At FORTE, we follow a rigorous, evidence-based approach to return-to-sport testing. We don’t guess when you’re ready. We test, we measure, and we make sure. Here are the 5 criteria we assess for a safe return to sport.
No. 1: Timeline, A Minimum of 9 Months Post-Surgery
Your new ACL graft needs time to heal, mature, and integrate with your body. We respect that biology.
Research shows athletes who return before 9 months have a 7x higher rate of re-injury compared to those who wait. For every month return is delayed (up to 9 months), re-injury risk drops by roughly 51% per month.
That said, we don’t have you sitting around waiting for sport exposure. From 6 to 9 months, we progressively introduce sport-specific drills: running, cutting, jumping, and sport-simulated activities.
Our goal is to have you arrive at 9 months fully prepared, not just having “waited long enough.”
No. 2: Quadriceps & Hamstring Strength Testing
Your quads are the most commonly weakened muscle after ACL surgery. Only about 43% of patients achieve adequate quad strength symmetry by 6 months, which is why we test, not assume.

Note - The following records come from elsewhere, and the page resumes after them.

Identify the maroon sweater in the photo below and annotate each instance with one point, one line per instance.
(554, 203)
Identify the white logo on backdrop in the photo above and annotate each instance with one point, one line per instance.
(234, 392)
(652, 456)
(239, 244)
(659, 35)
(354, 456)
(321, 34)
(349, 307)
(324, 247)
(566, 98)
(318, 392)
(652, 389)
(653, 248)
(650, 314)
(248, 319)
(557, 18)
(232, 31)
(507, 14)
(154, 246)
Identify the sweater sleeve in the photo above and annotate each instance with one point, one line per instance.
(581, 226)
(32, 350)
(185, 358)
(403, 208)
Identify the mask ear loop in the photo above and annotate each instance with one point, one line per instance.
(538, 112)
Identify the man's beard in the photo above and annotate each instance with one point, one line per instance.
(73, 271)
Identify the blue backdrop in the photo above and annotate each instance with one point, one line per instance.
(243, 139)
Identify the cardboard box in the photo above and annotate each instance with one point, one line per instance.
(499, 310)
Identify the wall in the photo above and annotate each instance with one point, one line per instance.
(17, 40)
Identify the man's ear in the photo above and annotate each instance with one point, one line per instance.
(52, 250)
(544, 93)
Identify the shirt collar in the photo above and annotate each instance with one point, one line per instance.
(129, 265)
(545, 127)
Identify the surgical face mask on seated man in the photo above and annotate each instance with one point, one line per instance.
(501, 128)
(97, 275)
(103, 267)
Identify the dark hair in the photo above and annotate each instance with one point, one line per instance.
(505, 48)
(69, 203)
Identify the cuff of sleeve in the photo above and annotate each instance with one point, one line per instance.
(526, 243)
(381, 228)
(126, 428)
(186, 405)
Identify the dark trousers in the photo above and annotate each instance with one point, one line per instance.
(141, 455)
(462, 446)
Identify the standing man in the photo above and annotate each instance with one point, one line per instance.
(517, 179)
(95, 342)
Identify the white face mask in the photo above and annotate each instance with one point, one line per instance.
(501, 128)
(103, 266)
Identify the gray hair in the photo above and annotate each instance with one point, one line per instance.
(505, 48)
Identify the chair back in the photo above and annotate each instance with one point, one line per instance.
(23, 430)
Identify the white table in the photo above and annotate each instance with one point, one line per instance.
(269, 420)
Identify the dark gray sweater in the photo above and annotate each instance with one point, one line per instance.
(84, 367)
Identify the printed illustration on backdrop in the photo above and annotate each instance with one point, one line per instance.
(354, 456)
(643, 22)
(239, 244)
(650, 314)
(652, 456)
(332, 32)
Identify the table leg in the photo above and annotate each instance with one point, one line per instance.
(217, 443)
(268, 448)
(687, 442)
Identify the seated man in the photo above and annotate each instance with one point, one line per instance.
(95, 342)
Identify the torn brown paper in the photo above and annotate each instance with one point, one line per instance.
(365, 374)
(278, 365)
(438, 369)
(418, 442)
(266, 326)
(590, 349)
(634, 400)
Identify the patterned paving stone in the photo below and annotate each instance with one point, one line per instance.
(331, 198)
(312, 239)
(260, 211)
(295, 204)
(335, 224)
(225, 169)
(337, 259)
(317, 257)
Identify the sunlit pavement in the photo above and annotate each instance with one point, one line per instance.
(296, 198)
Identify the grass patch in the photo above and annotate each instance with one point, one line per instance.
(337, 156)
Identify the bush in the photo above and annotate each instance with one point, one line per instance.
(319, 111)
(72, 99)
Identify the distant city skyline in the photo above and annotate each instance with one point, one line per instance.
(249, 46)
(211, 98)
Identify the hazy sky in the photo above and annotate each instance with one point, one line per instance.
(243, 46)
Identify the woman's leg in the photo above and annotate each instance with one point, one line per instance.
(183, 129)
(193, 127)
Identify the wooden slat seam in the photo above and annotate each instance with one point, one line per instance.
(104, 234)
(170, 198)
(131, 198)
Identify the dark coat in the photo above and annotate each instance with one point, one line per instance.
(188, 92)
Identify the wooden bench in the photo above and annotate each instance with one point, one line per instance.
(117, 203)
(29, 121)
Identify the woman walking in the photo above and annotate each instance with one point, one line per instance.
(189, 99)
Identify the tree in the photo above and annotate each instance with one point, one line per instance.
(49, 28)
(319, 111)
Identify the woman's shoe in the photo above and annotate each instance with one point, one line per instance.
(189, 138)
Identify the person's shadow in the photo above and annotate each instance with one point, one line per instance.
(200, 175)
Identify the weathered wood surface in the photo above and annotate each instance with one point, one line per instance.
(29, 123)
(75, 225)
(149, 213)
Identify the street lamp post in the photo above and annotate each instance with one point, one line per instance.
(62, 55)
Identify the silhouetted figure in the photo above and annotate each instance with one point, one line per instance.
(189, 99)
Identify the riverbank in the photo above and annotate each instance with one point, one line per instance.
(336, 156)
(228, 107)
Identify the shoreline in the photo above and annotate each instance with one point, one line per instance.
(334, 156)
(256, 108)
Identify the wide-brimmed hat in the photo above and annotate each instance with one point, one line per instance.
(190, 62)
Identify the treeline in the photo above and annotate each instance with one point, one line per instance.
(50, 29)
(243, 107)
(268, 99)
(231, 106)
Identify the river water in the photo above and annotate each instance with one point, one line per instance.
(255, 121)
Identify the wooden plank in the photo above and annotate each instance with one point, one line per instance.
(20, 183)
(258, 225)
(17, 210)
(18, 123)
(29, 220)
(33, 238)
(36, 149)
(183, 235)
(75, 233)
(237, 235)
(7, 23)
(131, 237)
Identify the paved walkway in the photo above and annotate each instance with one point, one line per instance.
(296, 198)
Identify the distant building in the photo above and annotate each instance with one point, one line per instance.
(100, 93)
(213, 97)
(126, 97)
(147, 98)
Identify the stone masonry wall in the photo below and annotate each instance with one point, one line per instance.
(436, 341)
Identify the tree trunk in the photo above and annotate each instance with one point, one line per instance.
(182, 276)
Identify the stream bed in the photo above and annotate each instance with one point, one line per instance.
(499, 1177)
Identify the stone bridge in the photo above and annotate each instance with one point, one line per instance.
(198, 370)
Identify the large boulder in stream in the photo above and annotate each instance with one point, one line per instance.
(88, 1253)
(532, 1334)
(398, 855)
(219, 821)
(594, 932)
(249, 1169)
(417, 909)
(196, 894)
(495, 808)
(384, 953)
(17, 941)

We require at least 90% Limb Symmetry Index (LSI), meaning your surgical leg produces at least 90% of the force your healthy leg does. Both quadriceps and hamstrings must meet this threshold.
Patients who achieve ≥90% quad LSI perform similarly to uninjured individuals, while those below 85% show measurable functional deficits.
We also assess absolute strength relative to your bodyweight, not just symmetry, because your “healthy” leg can lose strength during recovery too, making the LSI look artificially good.
Why we test this: Weak quads change the way you run, jump, and land, putting your knee in vulnerable positions. Strength symmetry is one of the strongest protective factors against re-injury.
No. 3: Drop Jump Testing (Reactive Strength Index)
Sport demands that your knee absorb force and redirect it instantly. We measure that ability using VALD’s force deck technology.
We analyze your Reactive Strength Index (RSI) = jump height ÷ ground contact time.
The minimum thresholds we follow for field sport athletes:
– Bilateral (double leg): RSI > 1.3
– Single leg: RSI > 0.5
We also look for >90% symmetry in jump height and both concentric and eccentric impulse.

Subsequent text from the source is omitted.